It obviously depends what side of the debate you sit on, as no rise is welcome to a tenant. On the other hand, the latest figures from the Office for National Statistics suggest the pressure is nothing like as great as the hype would have us all believe (Index of Private Housing Rental Prices, July to September 2015 | 29 October 2015)
Officially, in the year to the end of the third quarter of 2015, rental prices were up nationally by 2.7%. This was certainly a healthy increase versus the same period last year, being a 1.3% rise in the rate of growth from September 2014 and rents are now rising at their joint fastest since October 2012.
In the East Midlands (the tightest data I can get reflecting the Leicestershire market), the picture is less pressured: rents are rising in the year by 2.1%, the first time the rate has nudged over 2% since September 2008 (and in the interim there have been periods of rent declines – 2009 to 2011 come to mind).

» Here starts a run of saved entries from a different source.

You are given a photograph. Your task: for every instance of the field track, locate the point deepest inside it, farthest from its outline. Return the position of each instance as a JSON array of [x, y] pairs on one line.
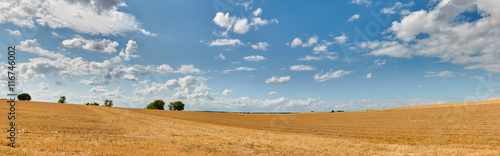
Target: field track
[[65, 129]]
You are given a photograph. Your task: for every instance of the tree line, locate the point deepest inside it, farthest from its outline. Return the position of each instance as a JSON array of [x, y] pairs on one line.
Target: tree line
[[157, 104]]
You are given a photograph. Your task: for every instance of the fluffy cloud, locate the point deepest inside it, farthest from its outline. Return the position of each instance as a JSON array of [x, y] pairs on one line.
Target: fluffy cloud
[[341, 39], [220, 56], [320, 77], [254, 58], [397, 6], [244, 69], [240, 25], [104, 45], [257, 12], [92, 17], [353, 17], [298, 42], [131, 48], [301, 67], [225, 42], [43, 86], [389, 48], [261, 46], [320, 48], [62, 66], [440, 74], [475, 46], [327, 55], [361, 2], [379, 62], [185, 69], [14, 32], [278, 79], [32, 47], [239, 69], [310, 58], [227, 92], [188, 87], [223, 20]]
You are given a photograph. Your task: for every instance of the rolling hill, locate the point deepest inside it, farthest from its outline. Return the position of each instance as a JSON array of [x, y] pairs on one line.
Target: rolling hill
[[43, 128]]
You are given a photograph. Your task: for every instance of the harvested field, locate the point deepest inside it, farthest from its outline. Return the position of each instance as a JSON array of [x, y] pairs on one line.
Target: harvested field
[[65, 129]]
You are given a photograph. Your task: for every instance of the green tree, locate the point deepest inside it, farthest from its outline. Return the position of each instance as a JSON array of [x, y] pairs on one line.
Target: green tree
[[177, 105], [24, 96], [92, 104], [157, 104], [108, 103], [62, 99]]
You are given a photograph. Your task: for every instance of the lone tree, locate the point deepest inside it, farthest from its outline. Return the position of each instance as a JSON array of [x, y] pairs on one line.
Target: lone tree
[[92, 104], [62, 99], [157, 104], [108, 103], [24, 96], [177, 105]]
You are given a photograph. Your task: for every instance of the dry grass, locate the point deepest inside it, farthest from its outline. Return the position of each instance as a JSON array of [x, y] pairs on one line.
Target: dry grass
[[66, 129]]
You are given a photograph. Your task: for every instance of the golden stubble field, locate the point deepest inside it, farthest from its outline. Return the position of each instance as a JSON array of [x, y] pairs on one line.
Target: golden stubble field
[[66, 129]]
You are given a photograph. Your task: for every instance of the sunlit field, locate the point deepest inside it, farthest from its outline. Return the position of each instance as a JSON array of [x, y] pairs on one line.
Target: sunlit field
[[66, 129]]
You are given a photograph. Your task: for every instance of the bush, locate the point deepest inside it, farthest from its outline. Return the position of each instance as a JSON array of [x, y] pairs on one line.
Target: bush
[[108, 103], [92, 104], [62, 99], [24, 96], [177, 105], [157, 104]]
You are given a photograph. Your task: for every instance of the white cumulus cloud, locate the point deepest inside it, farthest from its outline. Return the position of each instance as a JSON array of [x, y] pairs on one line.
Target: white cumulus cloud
[[278, 79]]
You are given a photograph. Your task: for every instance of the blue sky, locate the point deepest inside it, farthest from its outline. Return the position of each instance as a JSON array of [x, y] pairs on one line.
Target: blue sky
[[238, 55]]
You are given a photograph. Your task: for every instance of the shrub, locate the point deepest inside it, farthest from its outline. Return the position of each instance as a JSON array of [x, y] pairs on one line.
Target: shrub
[[157, 104], [24, 96], [92, 104], [177, 105], [62, 99]]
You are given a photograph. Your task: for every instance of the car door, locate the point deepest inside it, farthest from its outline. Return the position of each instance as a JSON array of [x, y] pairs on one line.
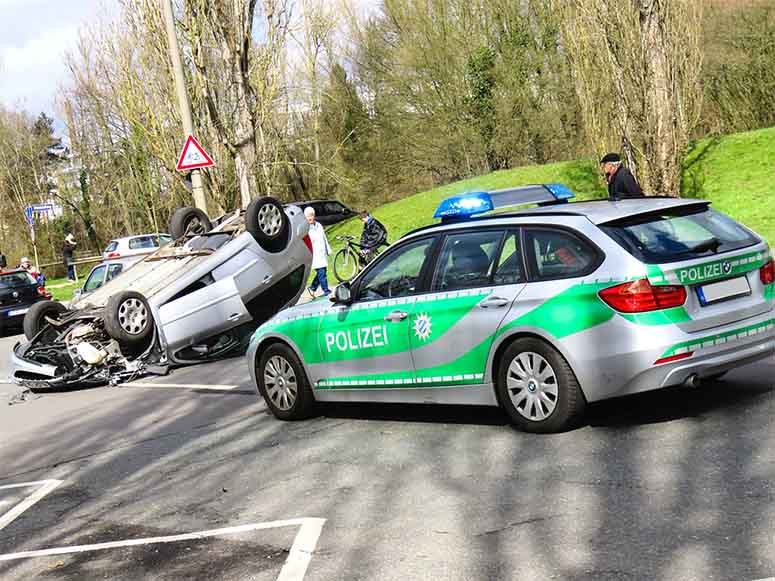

In UK terms, London obviously reflects the majority of the national rise, at 4.1% annual rise to date; the GB excluding London is only 1.8% up.
And set against this picture of rises, the same ONS data confirms that wages are rising nationally by 3% in the same period (source: Monthly Wages and Salaries Survey)
So, as the ONS puts it: The recent strengthening in nominal pay growth and low inflation means that real wages are now growing at a faster rate than rental prices.”.